13/03/11 09:42:18 INFO mapred.JobClient: Task Id : attempt_201303110921_0004_m_000001_1, Status : FAILED
Error: GC overhead limit exceeded
13/03/11 09:43:48 INFO mapred.JobClient: Task Id : attempt_201303110921_0004_m_000001_2, Status : FAILED
Error: GC overhead limit exceeded
13/03/11 09:45:09 INFO mapred.JobClient: Job complete: job_201303110921_0004
13/03/11 09:45:09 INFO mapred.JobClient: Counters: 7
13/03/11 09:45:09 INFO mapred.JobClient:   Job Counters 
13/03/11 09:45:09 INFO mapred.JobClient:     SLOTS_MILLIS_MAPS=468506
13/03/11 09:45:09 INFO mapred.JobClient:     Total time spent by all reduces waiting after reserving slots (ms)=0
13/03/11 09:45:09 INFO mapred.JobClient:     Total time spent by all maps waiting after reserving slots (ms)=0
13/03/11 09:45:09 INFO mapred.JobClient:     Launched map tasks=6
13/03/11 09:45:09 INFO mapred.JobClient:     Data-local map tasks=6
13/03/11 09:45:09 INFO mapred.JobClient:     SLOTS_MILLIS_REDUCES=0
13/03/11 09:45:09 INFO mapred.JobClient:     Failed map tasks=1
1

1 Answers

4
votes

It's hard to say for sure where the memory consumption is going, but here are a few pointers:

  • You're creating 2 Text objects for every line of your input.
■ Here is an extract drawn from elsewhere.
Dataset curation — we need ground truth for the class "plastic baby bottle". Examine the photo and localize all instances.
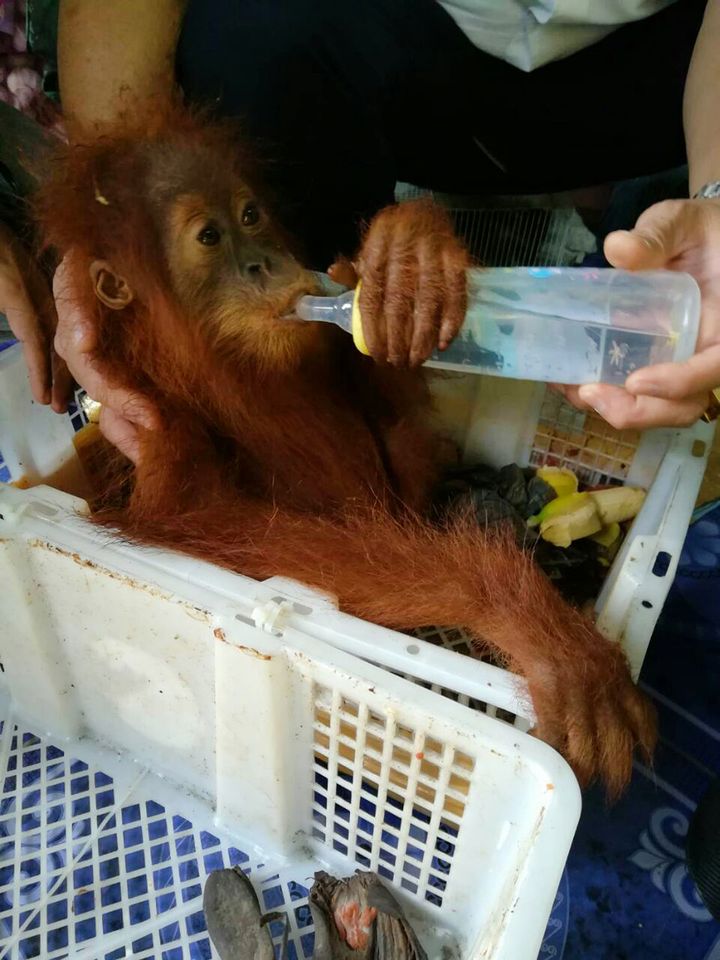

You should just use 2 Text objects that will be initialized once in your Mapper as class variables, and then for each line just call text.set(...). This is a common usage pattern for Map/Reduce patterns, and can save quite a bit of memory overhead.
  • You should consider using SequenceFile format for your input, which would avoid the need to parse the lines with textValue.split, you would instead have this data directly available as an array. I've read several times that doing string splits like this can be quite intensive, so you should avoid as much as possible if memory is really an issue. You can also think about using KeyValueTextInputFormat if, as in your example, you only care about key/value pairs.

If that isn't enough, I would advise looking at this link, especially part 7 which gives you a very simple method to profile your application and see what gets allocated where.